I have a dataframe as below:
df
date time open high low last
01-01-2017 11:00:00 37 45 36 42
01-01-2017 11:23:00 36 43 33 38
01-01-2017 12:00:00 45 55 35 43
....
I want to write it into cassandra. It's kind of bulk upload after processing on data in python.
The schema for cassandra is as below:
CREATE TABLE ks.table1(date text, time text, open float, high float, low
float, last float, PRIMARY KEY(date, time))
To insert single row into cassandra we can use cassandra-driver in python but I couldn't find any details about uploading an entire dataframe.
from cassandra.cluster import Cluster
session.execute(
"""
INSERT INTO ks.table1 (date,time,open,high,low,last)
VALUES (01-01-2017, 11:00:00, 37, 45, 36, 42)
""")
P.S: The similar question have been asked earlier, but doesn't have answer to my question.
Even i was facing this problem but i figured out that even while uploading Millions of rows(19 Million to be exact) into Cassandra its didn't take much time.
Coming to your problem,you can use cassandra Bulk LOADER to get your job done.
EDIT 1:
You can use prepared statements to help uplaod data into cassandra table while iterating through the dataFrame.
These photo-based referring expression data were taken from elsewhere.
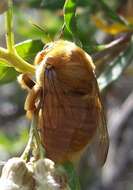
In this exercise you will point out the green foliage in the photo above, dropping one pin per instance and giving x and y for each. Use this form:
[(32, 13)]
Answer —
[(7, 74)]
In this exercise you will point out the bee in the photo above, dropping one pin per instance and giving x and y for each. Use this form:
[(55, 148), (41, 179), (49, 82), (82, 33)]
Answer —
[(66, 100)]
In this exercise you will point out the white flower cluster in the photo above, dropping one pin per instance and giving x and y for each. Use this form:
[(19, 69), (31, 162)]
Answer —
[(39, 175)]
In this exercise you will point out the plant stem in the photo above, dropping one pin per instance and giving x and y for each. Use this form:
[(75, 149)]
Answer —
[(16, 61), (29, 145), (9, 28)]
from cassandra.cluster import Cluster
cluster = Cluster(ip_address)
session = cluster.connect(keyspace_name)
query = "INSERT INTO data(date,time,open,high,low,last) VALUES (?,?,?,?,?,?)"
prepared = session.prepare(query)
"?" is used to input variables
for item in dataFrame:
session.execute(prepared, (item.date_value,item.time_value,item.open_value,item.high_value,item.low_value,item.last_value))
for item in dataFrame:
session.execute(prepared, (item[0],item[1],item[2],item[3],item[4],item[5]))
What i mean is that use for loop to extract data and upload using session.execute().
for more info on prepared statements
Hope this helps..